Sure, I and others might find it easier to persuade someone of the genius behind his earlier bebop and modal jazz records, considering that despite their relentless creativity, they were far more approachable and easier to delve into without feeling intimidated. Records such as Kind of Blue and Workin’ With the Miles Davis Quintet are prime examples of gorgeously crafted jazz records that don’t demand too much from the listener other than to sink into the blissful worlds they inhabit.
It’s not going to be quite as easy to convince others on his fusion works, with the releases he started putting out in the late 1960s and throughout the 1970s being far more challenging. The repetitive nature of On The Corner is an exceptional piece of work that sees Davis and his band lock into incessant grooves for almost an hour, but it’s far from being accessible in the same way as his earlier records.
On top of this, an album like Get Up With It is intense, manic, and difficult to love even for the most seasoned jazz fusion admirer, but is a veritable showcase of his genius.

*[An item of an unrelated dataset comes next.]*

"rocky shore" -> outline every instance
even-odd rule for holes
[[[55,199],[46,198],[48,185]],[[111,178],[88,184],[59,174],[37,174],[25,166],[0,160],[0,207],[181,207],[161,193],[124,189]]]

I know deep in my mind that he’s one of the most singular musicians to have ever walked the earth, and an innovator who deserves all the praise he gets, but albums like this aren’t going to be the best entry point for someone who is on the fence about his brilliance.
While this mission to make him universally adored is never going to be straightforward, there’s one jazz icon who Davis himself acknowledged was beloved by all, and despite all of his flirtations with the more experimental side of things, it’s someone who was far more interested in displaying the simple beauty of the genre who he admired more.
Davis was a great admirer of the esteemed singer, Billie Holiday, and proclaimed that she was also a true original without whom the world of jazz would be entirely different. In his 1989 autobiography, he argued that she was able to convey emotion in ways that no other artist was capable of doing.
“Whenever I’d go see her, I always asked Billie to sing ‘I Loves You, Porgy’,” he stated. “When she sang “don’t let him touch me with his hot hands,” you could almost feel that shit she was feeling. It was beautiful and sad the way she sang that. Everybody loved Billie.”
While he acknowledged her brilliance as an artist, he also noted her flaws as a person, and the tragic tale of addiction that brought her life to an unfortunately sudden and early end. “The last time I saw her alive was when she came down to Birdland, where I was playing in early 1959,” he recalled, “she asked me to give her some money to buy some heroin, and I gave her what I had, I think it was about $100… Her husband, John, kept her on the stuff so he could control her.”
As troubled as she may have been, and in spite of her career being tragically cut short, Davis isn’t wrong about her excellence as an artist, and her influence remains palpable to this day, even far beyond the world of jazz that she was such an integral part of from the 1930s through to the 1950s.